Dogs come in all shapes, sizes, and personalities. Adoptable dogs are no exception. These dogs demand goods and services just like humans. Nearly every canine bone, leash, bowl or bed, comes to market through an extensive supply chain forecasted to meet demand. For example, bigger dogs need bigger beds, bones, collars, and cages. Smaller dogs need smaller products which take up less retail shelf space and have lower freight costs.
With this data analysis, manufacturers can optimize their supply chain, and pet retailers can be more profitable with more accurate forecasts for canine-specific products. Ultimately, the data analysis will save freight costs, prevent stockouts, and increase customer service satisfaction.

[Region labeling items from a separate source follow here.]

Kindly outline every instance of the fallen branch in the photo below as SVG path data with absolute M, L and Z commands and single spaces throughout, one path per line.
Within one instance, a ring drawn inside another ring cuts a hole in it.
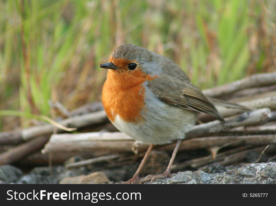
M 225 123 L 216 120 L 196 125 L 186 134 L 186 139 L 206 136 L 210 133 L 228 131 L 242 126 L 262 124 L 267 121 L 270 116 L 270 110 L 268 108 L 263 108 L 226 118 Z
M 95 157 L 95 158 L 86 160 L 85 160 L 80 161 L 77 162 L 68 164 L 66 165 L 66 166 L 67 168 L 68 168 L 79 167 L 80 167 L 83 166 L 90 165 L 95 163 L 98 163 L 99 162 L 114 160 L 115 159 L 117 159 L 120 156 L 122 156 L 119 155 L 113 155 L 103 156 L 98 157 Z
M 204 94 L 210 97 L 228 95 L 247 88 L 268 86 L 276 84 L 276 72 L 263 73 L 250 77 L 203 91 Z
M 11 164 L 41 149 L 49 140 L 48 136 L 34 139 L 0 154 L 0 165 Z
M 229 155 L 244 151 L 245 149 L 248 149 L 250 147 L 250 146 L 248 145 L 244 146 L 219 153 L 217 155 L 215 159 L 214 159 L 212 155 L 210 155 L 207 156 L 189 160 L 183 162 L 174 164 L 172 166 L 172 171 L 179 171 L 187 167 L 191 167 L 194 168 L 199 168 L 203 166 L 222 161 Z M 261 147 L 264 148 L 264 147 Z
M 276 96 L 270 97 L 265 98 L 260 98 L 254 100 L 238 103 L 241 105 L 252 109 L 258 109 L 263 108 L 269 108 L 271 110 L 276 110 Z M 244 112 L 244 110 L 238 109 L 226 108 L 217 106 L 216 107 L 220 114 L 223 117 L 227 117 L 236 115 Z M 208 114 L 200 114 L 199 118 L 200 121 L 206 122 L 214 119 L 214 118 Z
M 102 110 L 70 117 L 58 121 L 58 122 L 67 127 L 79 128 L 108 121 L 105 112 Z M 2 133 L 0 133 L 0 144 L 17 144 L 39 136 L 50 135 L 53 133 L 54 128 L 53 125 L 47 124 L 32 127 L 19 131 Z M 59 128 L 57 128 L 57 130 L 59 132 L 63 131 Z

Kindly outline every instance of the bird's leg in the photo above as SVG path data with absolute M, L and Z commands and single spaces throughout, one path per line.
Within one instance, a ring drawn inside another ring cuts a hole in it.
M 134 174 L 133 175 L 133 176 L 132 177 L 132 178 L 126 182 L 123 182 L 122 184 L 134 184 L 136 183 L 136 182 L 137 181 L 137 179 L 139 178 L 139 174 L 141 172 L 141 171 L 142 170 L 142 169 L 144 166 L 144 165 L 145 165 L 145 163 L 146 163 L 147 159 L 149 156 L 149 155 L 151 153 L 151 151 L 153 148 L 153 146 L 154 145 L 153 144 L 151 144 L 150 145 L 150 146 L 148 148 L 148 149 L 146 152 L 146 153 L 145 154 L 145 155 L 144 156 L 144 157 L 143 158 L 143 159 L 142 160 L 142 161 L 141 161 L 141 163 L 140 163 L 140 165 L 139 166 L 138 168 L 137 169 L 137 170 L 136 170 L 136 172 L 135 172 Z
M 151 181 L 151 182 L 152 182 L 152 181 L 158 179 L 164 179 L 166 177 L 169 177 L 171 175 L 171 167 L 173 163 L 173 161 L 174 161 L 174 159 L 175 158 L 176 153 L 177 153 L 177 151 L 178 150 L 178 148 L 179 148 L 181 141 L 181 140 L 177 140 L 176 145 L 175 145 L 175 147 L 174 148 L 173 152 L 172 152 L 172 157 L 171 158 L 171 159 L 170 160 L 170 162 L 169 162 L 169 165 L 168 165 L 167 169 L 166 169 L 164 173 L 159 175 L 148 175 L 145 177 L 141 179 L 137 182 L 137 183 L 138 184 L 142 184 L 150 180 Z

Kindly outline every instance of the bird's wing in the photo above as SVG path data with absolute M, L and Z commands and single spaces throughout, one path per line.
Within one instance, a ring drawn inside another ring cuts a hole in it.
M 183 81 L 178 77 L 162 74 L 149 81 L 148 86 L 159 98 L 166 102 L 186 109 L 206 113 L 224 121 L 213 103 L 188 80 Z

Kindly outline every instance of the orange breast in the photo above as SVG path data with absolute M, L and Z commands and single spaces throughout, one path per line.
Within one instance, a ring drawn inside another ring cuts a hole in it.
M 117 114 L 126 122 L 142 121 L 141 113 L 145 106 L 142 84 L 154 78 L 140 69 L 131 72 L 109 70 L 103 88 L 102 101 L 111 121 Z

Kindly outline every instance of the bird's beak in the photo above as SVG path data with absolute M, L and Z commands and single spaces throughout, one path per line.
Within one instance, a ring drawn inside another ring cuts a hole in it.
M 116 70 L 118 68 L 118 67 L 113 64 L 113 63 L 111 62 L 100 65 L 100 67 L 102 68 L 104 68 L 105 69 L 114 69 L 114 70 Z

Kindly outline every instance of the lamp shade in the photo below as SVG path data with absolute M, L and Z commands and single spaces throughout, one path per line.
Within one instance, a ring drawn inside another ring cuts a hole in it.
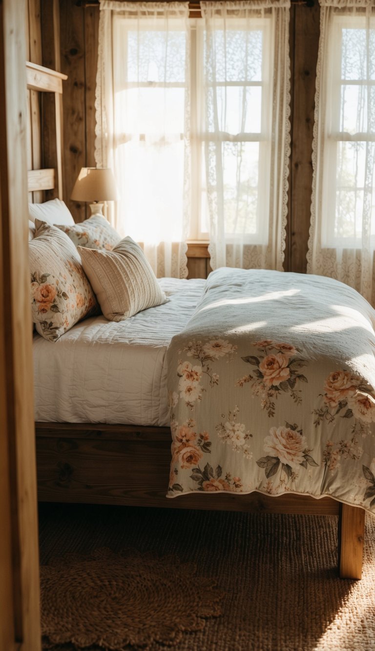
M 70 198 L 75 201 L 115 201 L 118 190 L 109 167 L 82 167 Z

____________________________________________________________________________________________________________________________
Our goal is to minimize shortages and reduce cost of goods sold. This data analysis provides insights on adoptable canines across the country to improve purchasing and logistics, making sure manufacturers and retailers accurately get the right products, to the correct location, at the right time.
This data analysis will focus on descriptive insights from a dataset on adoptable dogs. This data is from September 19, 2019, and is provided by PetFinder and Github. This analysis is intended to help canine manufacturers and retailers optimize merchandise in regions with the most demand for specific products and services. Specifically, we’ll focus on four areas: size, breed, and age of the dog.
list.of.packages <- c("tidyverse", "scales", "readr", "maps", "DT", "knitr", "rmarkdown", "ggthemes", "plotly", "ggbump", "ggalluvial", "tinytex")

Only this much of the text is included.